私の予想は全然違っていた。この世界で唯一、癒しの魔法が効かない病気を治す施設に置き去りにされていた。それは心の病。精神病だ。これではイケメンどころではない。
気が付いたら堅牢な個室に閉じ込められた状態になっていた。魔法で扉を破ろうとしたが、魔法が発動できなくなっている。さっき検査の為にとつけられたアンクレットが原因だと思って、外そうとしても外せなかった。
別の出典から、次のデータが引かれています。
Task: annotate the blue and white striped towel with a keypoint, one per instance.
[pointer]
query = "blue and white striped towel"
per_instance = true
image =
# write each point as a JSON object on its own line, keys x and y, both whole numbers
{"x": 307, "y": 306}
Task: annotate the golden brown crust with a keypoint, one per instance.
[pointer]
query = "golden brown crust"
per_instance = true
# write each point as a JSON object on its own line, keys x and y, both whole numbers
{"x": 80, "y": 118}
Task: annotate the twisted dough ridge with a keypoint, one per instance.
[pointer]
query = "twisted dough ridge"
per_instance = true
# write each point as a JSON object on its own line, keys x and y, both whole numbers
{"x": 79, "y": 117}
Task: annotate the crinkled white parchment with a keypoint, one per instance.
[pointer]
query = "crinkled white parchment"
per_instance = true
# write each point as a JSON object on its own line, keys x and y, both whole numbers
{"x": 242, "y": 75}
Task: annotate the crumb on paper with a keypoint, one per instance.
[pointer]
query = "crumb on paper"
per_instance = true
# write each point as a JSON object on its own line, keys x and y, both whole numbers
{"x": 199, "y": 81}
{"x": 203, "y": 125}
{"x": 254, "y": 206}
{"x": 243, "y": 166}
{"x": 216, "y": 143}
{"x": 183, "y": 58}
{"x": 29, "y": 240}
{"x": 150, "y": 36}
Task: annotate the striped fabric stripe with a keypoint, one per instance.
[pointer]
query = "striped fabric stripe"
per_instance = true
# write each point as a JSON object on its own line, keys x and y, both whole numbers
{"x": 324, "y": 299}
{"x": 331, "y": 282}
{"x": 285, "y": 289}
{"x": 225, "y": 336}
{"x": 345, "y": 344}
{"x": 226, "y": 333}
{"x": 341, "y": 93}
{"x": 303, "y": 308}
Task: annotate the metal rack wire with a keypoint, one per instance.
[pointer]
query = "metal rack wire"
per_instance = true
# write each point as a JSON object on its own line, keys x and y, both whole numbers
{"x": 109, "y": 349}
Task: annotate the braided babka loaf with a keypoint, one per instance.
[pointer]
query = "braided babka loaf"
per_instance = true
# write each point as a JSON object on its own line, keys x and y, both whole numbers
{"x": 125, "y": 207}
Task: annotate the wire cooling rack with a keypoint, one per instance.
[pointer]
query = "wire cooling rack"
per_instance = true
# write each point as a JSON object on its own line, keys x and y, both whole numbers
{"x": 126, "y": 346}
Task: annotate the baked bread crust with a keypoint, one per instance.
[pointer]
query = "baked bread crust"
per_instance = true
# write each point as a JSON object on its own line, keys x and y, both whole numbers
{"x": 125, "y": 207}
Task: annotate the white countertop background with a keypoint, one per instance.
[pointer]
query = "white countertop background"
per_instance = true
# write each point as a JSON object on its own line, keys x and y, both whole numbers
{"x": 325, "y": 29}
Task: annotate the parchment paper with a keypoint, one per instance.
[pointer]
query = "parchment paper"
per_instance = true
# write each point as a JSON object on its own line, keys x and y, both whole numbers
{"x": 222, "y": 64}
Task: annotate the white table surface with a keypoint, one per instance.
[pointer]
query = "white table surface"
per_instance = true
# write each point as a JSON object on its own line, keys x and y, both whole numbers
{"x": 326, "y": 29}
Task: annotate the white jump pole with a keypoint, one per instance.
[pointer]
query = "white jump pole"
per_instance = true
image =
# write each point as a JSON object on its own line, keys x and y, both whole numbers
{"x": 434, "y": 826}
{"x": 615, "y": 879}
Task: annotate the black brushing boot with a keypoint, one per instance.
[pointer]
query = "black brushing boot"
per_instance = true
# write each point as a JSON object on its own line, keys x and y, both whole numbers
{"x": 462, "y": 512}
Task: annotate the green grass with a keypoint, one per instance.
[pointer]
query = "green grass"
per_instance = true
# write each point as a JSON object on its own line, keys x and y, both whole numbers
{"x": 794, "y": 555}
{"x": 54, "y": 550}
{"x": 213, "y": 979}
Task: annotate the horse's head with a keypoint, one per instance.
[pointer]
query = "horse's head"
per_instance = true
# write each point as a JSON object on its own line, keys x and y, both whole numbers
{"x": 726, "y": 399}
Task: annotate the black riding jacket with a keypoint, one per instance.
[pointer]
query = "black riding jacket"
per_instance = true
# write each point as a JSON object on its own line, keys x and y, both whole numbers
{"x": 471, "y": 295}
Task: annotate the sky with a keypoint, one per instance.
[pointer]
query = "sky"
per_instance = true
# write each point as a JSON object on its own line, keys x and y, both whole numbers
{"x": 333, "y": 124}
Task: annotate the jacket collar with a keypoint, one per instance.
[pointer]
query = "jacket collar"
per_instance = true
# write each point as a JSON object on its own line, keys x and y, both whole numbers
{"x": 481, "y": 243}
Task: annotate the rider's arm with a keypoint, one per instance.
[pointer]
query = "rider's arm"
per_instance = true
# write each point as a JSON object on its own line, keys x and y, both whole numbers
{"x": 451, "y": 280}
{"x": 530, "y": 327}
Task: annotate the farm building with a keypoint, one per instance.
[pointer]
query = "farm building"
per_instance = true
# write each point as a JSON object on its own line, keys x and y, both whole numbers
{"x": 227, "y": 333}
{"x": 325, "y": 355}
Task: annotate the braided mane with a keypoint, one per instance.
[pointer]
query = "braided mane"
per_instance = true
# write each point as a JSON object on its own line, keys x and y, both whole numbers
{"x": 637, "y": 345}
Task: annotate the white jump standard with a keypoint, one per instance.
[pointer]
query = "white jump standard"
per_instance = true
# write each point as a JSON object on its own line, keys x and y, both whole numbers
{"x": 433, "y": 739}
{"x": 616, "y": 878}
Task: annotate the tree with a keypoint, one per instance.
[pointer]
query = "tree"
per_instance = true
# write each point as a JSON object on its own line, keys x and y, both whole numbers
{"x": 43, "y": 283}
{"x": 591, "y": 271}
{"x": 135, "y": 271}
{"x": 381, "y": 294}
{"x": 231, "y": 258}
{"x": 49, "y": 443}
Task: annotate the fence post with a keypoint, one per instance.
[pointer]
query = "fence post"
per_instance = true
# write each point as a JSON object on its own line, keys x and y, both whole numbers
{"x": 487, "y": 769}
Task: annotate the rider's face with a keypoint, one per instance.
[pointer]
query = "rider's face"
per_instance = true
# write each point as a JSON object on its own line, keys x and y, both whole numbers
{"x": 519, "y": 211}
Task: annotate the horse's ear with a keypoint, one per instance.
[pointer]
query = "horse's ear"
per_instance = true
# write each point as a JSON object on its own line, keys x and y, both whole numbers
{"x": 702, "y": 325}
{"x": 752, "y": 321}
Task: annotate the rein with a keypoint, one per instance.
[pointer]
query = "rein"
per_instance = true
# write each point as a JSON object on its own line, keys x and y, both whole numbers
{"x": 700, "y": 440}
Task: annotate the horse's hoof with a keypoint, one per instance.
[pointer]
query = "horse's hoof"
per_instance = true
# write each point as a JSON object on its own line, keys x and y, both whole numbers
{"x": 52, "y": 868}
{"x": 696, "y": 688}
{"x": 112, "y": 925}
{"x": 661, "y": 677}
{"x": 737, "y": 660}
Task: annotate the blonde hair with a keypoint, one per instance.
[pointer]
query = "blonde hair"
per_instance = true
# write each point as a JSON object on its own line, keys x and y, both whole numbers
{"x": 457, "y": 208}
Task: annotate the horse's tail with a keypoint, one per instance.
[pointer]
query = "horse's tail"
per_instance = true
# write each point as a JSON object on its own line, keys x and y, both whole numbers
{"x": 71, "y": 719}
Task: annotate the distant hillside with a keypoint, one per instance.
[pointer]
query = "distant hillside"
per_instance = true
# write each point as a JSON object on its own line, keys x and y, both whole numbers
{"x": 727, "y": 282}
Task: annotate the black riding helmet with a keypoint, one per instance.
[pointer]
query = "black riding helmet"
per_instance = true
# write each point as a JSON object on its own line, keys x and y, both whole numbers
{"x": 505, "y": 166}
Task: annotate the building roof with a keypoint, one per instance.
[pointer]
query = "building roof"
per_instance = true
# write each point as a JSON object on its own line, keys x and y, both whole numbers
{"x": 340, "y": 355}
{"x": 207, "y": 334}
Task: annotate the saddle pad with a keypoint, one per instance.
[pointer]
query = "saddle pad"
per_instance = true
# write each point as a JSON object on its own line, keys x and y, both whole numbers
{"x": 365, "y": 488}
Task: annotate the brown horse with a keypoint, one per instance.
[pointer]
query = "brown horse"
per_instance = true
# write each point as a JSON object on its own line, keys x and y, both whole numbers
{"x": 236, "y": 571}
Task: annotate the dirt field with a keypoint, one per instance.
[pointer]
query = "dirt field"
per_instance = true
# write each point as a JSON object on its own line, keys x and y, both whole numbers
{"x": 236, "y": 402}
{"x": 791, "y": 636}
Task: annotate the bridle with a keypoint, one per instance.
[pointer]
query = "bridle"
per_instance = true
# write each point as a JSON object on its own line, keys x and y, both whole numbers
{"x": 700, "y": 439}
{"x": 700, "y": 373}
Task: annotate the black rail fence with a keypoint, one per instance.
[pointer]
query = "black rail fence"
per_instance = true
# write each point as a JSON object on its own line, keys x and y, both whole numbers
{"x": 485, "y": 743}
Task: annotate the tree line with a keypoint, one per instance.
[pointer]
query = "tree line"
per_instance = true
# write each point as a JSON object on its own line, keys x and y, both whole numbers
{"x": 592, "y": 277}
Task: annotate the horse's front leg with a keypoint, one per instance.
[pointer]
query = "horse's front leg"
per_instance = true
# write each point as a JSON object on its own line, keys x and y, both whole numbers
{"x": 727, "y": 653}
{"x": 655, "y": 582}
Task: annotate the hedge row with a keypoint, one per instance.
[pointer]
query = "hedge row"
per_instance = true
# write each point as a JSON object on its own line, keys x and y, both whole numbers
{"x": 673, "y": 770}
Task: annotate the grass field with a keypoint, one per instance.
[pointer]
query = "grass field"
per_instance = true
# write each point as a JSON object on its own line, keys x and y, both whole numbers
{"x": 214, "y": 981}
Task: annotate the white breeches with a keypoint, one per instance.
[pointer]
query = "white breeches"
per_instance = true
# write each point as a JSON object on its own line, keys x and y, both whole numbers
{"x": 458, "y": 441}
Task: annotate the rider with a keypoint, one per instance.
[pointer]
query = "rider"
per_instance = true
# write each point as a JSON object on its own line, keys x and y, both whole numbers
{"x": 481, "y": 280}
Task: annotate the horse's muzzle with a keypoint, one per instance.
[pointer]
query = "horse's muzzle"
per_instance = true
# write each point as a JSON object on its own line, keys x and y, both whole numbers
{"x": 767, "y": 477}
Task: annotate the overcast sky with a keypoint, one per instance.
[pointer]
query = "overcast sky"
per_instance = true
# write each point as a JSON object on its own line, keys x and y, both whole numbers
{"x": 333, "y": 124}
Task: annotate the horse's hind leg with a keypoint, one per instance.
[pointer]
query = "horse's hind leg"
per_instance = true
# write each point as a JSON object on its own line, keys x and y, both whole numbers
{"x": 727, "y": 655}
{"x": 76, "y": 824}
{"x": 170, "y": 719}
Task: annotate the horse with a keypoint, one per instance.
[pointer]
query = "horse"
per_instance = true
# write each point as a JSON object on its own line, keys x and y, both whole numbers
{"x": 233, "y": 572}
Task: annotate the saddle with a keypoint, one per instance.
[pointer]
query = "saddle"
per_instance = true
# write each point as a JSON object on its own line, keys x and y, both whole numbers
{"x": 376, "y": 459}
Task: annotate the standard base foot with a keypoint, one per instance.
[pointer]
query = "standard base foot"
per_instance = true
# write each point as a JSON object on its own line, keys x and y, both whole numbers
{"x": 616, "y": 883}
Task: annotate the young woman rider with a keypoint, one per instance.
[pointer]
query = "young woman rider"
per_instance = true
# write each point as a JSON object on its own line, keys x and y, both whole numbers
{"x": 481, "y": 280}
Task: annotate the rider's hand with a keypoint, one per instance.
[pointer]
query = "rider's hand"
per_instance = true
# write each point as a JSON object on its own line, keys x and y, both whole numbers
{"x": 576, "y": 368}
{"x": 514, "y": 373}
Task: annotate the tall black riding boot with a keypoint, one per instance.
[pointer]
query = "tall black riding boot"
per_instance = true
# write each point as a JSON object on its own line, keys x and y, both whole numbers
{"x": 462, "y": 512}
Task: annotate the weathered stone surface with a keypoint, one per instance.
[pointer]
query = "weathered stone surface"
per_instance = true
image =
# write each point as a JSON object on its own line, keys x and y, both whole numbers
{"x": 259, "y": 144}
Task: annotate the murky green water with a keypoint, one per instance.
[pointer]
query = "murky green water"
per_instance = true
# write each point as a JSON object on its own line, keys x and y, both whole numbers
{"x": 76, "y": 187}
「私は頭がおかしいわけじゃないわ!ここから出して!」
「あの患者、元気ですね。ずっと叫んでいます。鎮静の魔法でもかけますか?」
「そうだね。傍から見たらどれほどおかしくても、自分はまともだと思っているタイプなんだろうね。彼女は妄想癖で、自分が世界の主人公だと思ってしまっているらしいよ」
「充分おかしいですね」
「まずはここが現実だと自覚することから始めなきゃだよねー」
「そうですね。今までにない珍しいタイプですから、試行錯誤しなくてはいけませんね」
「ヒロインさ~ん、今日の体調はどうですか?」
「いいわけないじゃない!早くここから出してよ!」
「元気になったら出られますからね~」
適当なことを言う人なんて信用できない!
こんなことになるなら、以前と同じように上を狙わず、周囲にいる適当な男を侍らせておけば良かった。そうと決まればさっさとここを出て、復学しなきゃ。こんな所で人生が終わるなんて嫌!